Flourishing After FEMME: A Pre-College Success Story
From spending her very early childhood on the island nation of Sri Lanka to moving at the tender age of 8 to the suburbs of New Jersey, Chithma Gunawardana has indeed experienced dramatic change in her life. She has also realized significant achievement: Gunawardana taught herself how to read and write English and is now a college sophomore.
“I was focused on one goal and that was to get a better education,” said Gunawardana of her proudest accomplishment. “It’s been 11 years since we came to the United States of America, and with hard work I achieved everything I once dreamed [of].”
Helping her to realize this objective — and providing her with a taste of college life and learning as a youth — was the Women in Engineering and Technology Initiatives FEMME Program, coordinated by NJIT’s Center for Pre-College Programs. FEMME encourages post-fourth-grade through post-ninth-grade girls to explore science and technology fields such as environmental engineering and computer coding. Its intensive summer component includes classroom discussions, laboratory experiments, projects and field trips.

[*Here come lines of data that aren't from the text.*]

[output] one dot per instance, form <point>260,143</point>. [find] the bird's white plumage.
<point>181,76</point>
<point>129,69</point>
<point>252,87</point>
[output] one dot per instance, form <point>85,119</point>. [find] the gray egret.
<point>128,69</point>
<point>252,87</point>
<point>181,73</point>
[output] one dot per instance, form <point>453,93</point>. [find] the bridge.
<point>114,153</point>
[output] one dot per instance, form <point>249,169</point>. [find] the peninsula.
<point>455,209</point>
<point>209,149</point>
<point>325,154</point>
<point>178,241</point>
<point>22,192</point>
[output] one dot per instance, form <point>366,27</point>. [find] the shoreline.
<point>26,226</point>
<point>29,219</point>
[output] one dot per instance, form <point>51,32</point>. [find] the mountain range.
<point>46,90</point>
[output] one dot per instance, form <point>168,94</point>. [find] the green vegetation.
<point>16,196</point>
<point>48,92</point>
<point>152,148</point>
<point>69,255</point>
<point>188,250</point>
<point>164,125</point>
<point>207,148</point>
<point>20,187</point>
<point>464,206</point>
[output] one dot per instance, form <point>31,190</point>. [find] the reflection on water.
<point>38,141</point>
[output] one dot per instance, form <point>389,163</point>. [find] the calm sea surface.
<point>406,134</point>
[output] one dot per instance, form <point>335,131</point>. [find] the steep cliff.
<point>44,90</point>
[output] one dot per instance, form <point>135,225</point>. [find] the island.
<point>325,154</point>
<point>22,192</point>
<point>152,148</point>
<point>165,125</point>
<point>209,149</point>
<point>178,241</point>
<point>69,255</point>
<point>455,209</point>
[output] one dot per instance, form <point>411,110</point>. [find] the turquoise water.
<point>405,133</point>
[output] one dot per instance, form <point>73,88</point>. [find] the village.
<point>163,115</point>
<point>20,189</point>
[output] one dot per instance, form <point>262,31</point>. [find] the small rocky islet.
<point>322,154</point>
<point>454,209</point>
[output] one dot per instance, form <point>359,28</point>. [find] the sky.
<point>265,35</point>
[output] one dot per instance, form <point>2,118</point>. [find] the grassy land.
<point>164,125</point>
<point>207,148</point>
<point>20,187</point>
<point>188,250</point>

“I noticed that it was a program for all girls, which was really shocking to me at the time,” recalled Gunawardana, who was told about FEMME by her elementary school teacher. “I was really fascinated by the idea of working together with different girls [who were also interested in learning new things].”
She subsequently spent her summers between fifth and 10th grades in the program, building rocket ships and steeping herself in STEM. “My favorite part was going on field trips. It was not only fun, but it was also educational because the field trips we went on related to something we were learning about on campus…[and we] got to experience it in real life.”
Overcoming Challenges
Gunawardana and her family moved to the U.S. in 2007 after her mother won a green card through the Diversity Visa lottery, settling first in Union City and then in Bayonne in New Jersey. In Sri Lanka, her mother was a teacher and her father was in the army. Following their migration to America, they got jobs cleaning and working as a cashier, respectively.
“In order for me and my siblings to get a better education, my parents gave up their careers,” Gunawardana said. “Coming to the States was hard. We didn’t know English and my mom was pregnant with my sister… Then after my sister was born, me and my brother took care of her while my parents worked.
“Going to school wasn’t easy either for me. I got bullied. I always came home crying wanting to go back to my country, but seeing my parents struggle for me and my siblings only motivated me to do better,” she added.
And persevere she did, graduating from Bayonne High School and currently studying accounting and marketing at Rutgers University-Newark. Her brother just completed NJIT’s computer engineering bachelor’s program. They are first-generation college students.
Gunawardana credits FEMME with teaching her how to be organized and avoid procrastination, both important skills for succeeding in higher education. “This program helped me a lot before I came to college,” she noted. “It actually showed me what a college campus would be like since I was 11 years old. Not many 11-year-olds could really say that they got to experience life on a college campus, but because of the NJIT pre-college program, I can.”